By Charlie Warner
Argus News Editor
Veteran school administrator Marcia Love was hired last month to serve as a part-time interim superintendent for the Caledonia Public Schools system.
The native of Harmony brings a wealth of classroom teaching and school administration to the six-month position.
She graduated from Harmony High School, earned her bachelor’s in elementary education from Mankato State University, her masters degree from Winona State University and did graduate work at Drake University.
Love taught elementary education in Preston for two years, Harmony for six years and served as a combined elementary school principal for the Harmony and Mabel-Canton school districts.
She then served as the elementary school principal for the Elk River (Minn.) School District for one year and then served as the superintendent/elementary school principal for the Mabel-Canton School District for 3.5 years.
Love moved on to the Plainview School District, where she was the district’s superintendent for six years. Then she retired…for a short spell.

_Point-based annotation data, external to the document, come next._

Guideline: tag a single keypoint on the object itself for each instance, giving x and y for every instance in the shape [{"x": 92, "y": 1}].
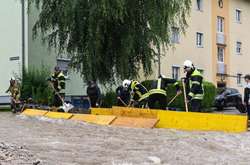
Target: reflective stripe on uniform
[
  {"x": 144, "y": 96},
  {"x": 196, "y": 82},
  {"x": 155, "y": 91}
]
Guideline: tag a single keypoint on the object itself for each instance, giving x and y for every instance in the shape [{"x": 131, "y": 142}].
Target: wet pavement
[{"x": 61, "y": 142}]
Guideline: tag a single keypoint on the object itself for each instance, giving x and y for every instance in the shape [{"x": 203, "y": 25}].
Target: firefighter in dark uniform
[
  {"x": 123, "y": 96},
  {"x": 14, "y": 90},
  {"x": 247, "y": 95},
  {"x": 139, "y": 94},
  {"x": 194, "y": 86},
  {"x": 58, "y": 81},
  {"x": 158, "y": 92},
  {"x": 94, "y": 94}
]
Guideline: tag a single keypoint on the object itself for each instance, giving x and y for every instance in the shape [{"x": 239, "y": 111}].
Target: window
[
  {"x": 175, "y": 35},
  {"x": 175, "y": 72},
  {"x": 220, "y": 54},
  {"x": 238, "y": 15},
  {"x": 199, "y": 5},
  {"x": 220, "y": 24},
  {"x": 201, "y": 71},
  {"x": 63, "y": 65},
  {"x": 199, "y": 39},
  {"x": 239, "y": 78},
  {"x": 220, "y": 3},
  {"x": 238, "y": 47}
]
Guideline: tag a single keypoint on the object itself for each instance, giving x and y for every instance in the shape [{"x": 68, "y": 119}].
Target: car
[{"x": 229, "y": 97}]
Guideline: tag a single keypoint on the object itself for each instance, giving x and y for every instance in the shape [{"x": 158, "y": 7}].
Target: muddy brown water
[{"x": 61, "y": 142}]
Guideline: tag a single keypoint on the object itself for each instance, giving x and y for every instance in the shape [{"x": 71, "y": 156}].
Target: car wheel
[
  {"x": 241, "y": 108},
  {"x": 219, "y": 108}
]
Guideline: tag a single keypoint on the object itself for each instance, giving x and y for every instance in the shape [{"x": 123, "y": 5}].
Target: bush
[{"x": 34, "y": 85}]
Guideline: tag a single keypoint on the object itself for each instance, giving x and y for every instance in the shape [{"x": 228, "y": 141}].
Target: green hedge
[
  {"x": 34, "y": 85},
  {"x": 109, "y": 98}
]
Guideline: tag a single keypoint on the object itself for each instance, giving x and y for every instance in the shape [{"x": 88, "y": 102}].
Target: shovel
[
  {"x": 184, "y": 93},
  {"x": 66, "y": 106}
]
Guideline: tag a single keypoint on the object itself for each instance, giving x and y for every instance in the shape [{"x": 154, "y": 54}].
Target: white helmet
[
  {"x": 188, "y": 64},
  {"x": 126, "y": 83},
  {"x": 163, "y": 76}
]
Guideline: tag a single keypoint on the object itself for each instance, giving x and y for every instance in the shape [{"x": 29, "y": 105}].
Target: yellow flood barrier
[
  {"x": 134, "y": 112},
  {"x": 101, "y": 111},
  {"x": 58, "y": 115},
  {"x": 125, "y": 111},
  {"x": 96, "y": 119},
  {"x": 135, "y": 122},
  {"x": 202, "y": 121},
  {"x": 34, "y": 112}
]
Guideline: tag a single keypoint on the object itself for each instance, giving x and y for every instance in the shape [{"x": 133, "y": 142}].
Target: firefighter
[
  {"x": 247, "y": 95},
  {"x": 94, "y": 94},
  {"x": 194, "y": 86},
  {"x": 139, "y": 94},
  {"x": 123, "y": 96},
  {"x": 58, "y": 81},
  {"x": 158, "y": 92},
  {"x": 14, "y": 90}
]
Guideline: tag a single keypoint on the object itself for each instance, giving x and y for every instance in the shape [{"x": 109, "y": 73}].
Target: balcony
[
  {"x": 220, "y": 39},
  {"x": 221, "y": 68}
]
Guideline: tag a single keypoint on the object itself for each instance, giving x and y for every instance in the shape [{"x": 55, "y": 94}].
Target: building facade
[
  {"x": 11, "y": 42},
  {"x": 216, "y": 41}
]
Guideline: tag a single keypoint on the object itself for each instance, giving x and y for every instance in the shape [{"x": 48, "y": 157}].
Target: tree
[{"x": 110, "y": 38}]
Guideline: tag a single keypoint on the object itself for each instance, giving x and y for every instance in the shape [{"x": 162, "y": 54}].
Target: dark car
[{"x": 229, "y": 97}]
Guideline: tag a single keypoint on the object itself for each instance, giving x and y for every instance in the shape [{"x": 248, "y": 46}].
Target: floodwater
[{"x": 60, "y": 142}]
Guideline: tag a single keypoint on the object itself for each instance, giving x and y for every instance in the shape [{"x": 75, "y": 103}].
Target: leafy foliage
[
  {"x": 208, "y": 101},
  {"x": 110, "y": 38}
]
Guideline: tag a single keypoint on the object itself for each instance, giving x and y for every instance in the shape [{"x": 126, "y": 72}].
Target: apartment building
[{"x": 216, "y": 41}]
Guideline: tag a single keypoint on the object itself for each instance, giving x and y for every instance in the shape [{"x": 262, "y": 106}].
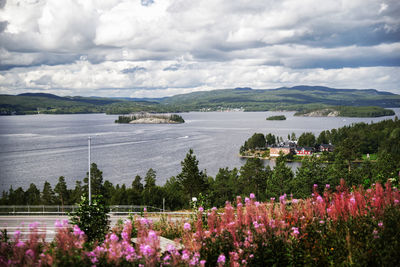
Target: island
[
  {"x": 150, "y": 118},
  {"x": 277, "y": 118},
  {"x": 346, "y": 111}
]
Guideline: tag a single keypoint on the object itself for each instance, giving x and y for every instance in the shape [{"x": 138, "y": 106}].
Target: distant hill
[
  {"x": 294, "y": 98},
  {"x": 298, "y": 98}
]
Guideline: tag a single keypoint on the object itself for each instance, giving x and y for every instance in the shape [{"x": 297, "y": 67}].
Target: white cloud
[{"x": 174, "y": 46}]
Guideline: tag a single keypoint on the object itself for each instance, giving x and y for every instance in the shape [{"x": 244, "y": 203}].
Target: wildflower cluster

She then agreed to serve as the interim superintendent at Mabel-Canton, which turned into a 2.5-year stint, before retiring once again. That was three years ago.
About a month ago, Love consented to come out of retirement once again.
“I’m excited to be here,” Love said last week. “The residents of this school district are so supportive of their school. The referendum vote, which passed by a three to one margin to continue the current levy is a testament of just how supportive this community is. The community showed amazing support.
“The kids haven’t changed over the years, but society certainly has,” Love observed. “Society has placed so many demands on parents and in turn, schools have taken so much more responsibility on social issues. This has taken the focus away from education.”
Love said declining enrollment, which means cuts in state aid and state budget issues that have resulted in the state withholding a portion of that payment again this year, have made the school budgeting process much more challenging.
Unfunded state and federal mandates are another area that has tied school administrators’ hands.
“We must be very conservative,” Love noted.
Love pointed out that during the late 1970s and early 1980s, enrollments at most schools in the area were on the upswing. But because the economy was quite sluggish during those years, the challenge was to try to find ways of providing space for more students when money was tight.
“We had increasing enrollments, but it was still quite challenging,” Love recalled.
Love, who has been a part of the education system in Southeast Minnesota for most of the past four decades, said she has enjoyed working in an area were people are so supportive of their school districts. She pointed to the fact that all of the area school districts have continued to support operating levy referendums during the past decade, during tough economic times is a true indicator of just how important local education is.
She and her husband Bob still operate a farm west of Harmony. They have two sons and five grandchildren.